Wrapper 계층은 이 불일치를 해결합니다.

Prefill wrapper¶

class KimiPrefillWrapper(nn.Module):
    def __init__(self, model):
        super().__init__()
        self.model = model

    def forward(self, input_ids, attention_mask, position_ids):
        outputs = self.model(
            input_ids=input_ids,
            attention_mask=attention_mask,
            position_ids=position_ids,
            use_cache=True,
        )
        result = [outputs.logits]
        for layer_kv in outputs.past_key_values:
            result.append(layer_kv[0])
            result.append(layer_kv[1])
        return tuple(result)

이 wrapper가 필요한 이유는 다음과 같습니다.

원본 모델은 구조화된 past_key_values를 반환합니다.
compiler backend는 보통 명시적인 graph output을 원합니다.
KV 출력을 평탄화하면 모든 레이어에 대해 안정적인 출력 순서를 만들 수 있습니다.

Decode wrapper¶

class KimiDecodeWrapper(nn.Module):
    def __init__(self, model, num_layers: int, seen_tokens: int, max_cache_len: int):
        super().__init__()
        self.model = model
        self.num_layers = num_layers
        self.seen_tokens = seen_tokens
        self.max_cache_len = max_cache_len

    def forward(self, input_ids, attention_mask, position_ids, cache_position, *past_kv_flat):
        cache = _IndexCopyCache(past_kv_flat, self.num_layers, self.seen_tokens, self.max_cache_len)
        outputs = self.model(
            input_ids=input_ids,
            attention_mask=attention_mask,
            position_ids=position_ids,
            past_key_values=cache,
            cache_position=cache_position,
            use_cache=True,
        )
        result = [outputs.logits]
        for idx in range(self.num_layers):
            result.append(cache.key_cache[idx])
            result.append(cache.value_cache[idx])
        return tuple(result)

이 wrapper가 필요한 이유는 다음과 같습니다.

decode는 cache tensor를 명시적 graph input으로 받아야 합니다.
decode는 갱신된 cache tensor를 명시적 graph output으로 돌려줘야 합니다.
cache를 평탄화하면 export된 시그니처가 결정적이고 backend 친화적으로 유지됩니다.

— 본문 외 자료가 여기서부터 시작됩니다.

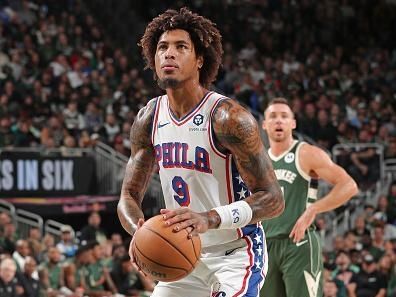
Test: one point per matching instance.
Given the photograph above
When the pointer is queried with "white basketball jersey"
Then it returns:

Wrapper가 없으면 export된 그래프 인터페이스가 모델 내부 Python 객체 표현에 너무 강하게 결합됩니다.

왜 decode에는 static cache wrapper가 필요한가¶

Decode export에는 일반 wrapper만으로는 부족합니다. cache 갱신이 export된 그래프 안에서 tensor op으로 보이도록 해 주는 cache 객체가 필요합니다.

class _IndexCopyCache:
    def __init__(self, kv_flat, num_layers: int, seen_tokens: int, max_cache_len: int):
        self.key_cache = [kv_flat[2 * i] for i in range(num_layers)]
        self.value_cache = [kv_flat[2 * i + 1] for i in range(num_layers)]
        self._seen_tokens = seen_tokens
        self._max_cache_len = max_cache_len

    def update(self, key_states, value_states, layer_idx, cache_kwargs=None):
        cache_position = cache_kwargs["cache_position"]
        self.key_cache[layer_idx] = self.key_cache[layer_idx].index_copy(2, cache_position, key_states)
        self.value_cache[layer_idx] = self.value_cache[layer_idx].index_copy(2, cache_position, value_states)
        return self.key_cache[layer_idx], self.value_cache[layer_idx]

이 객체가 필요한 이유는 다음과 같습니다.

cache buffer shape가 고정되어 있어야 합니다.
cache 갱신이 명시적 tensor 연산으로 나타나야 합니다.
export된 그래프 인터페이스 밖의 숨겨진 Python-side mutation이 없어야 합니다.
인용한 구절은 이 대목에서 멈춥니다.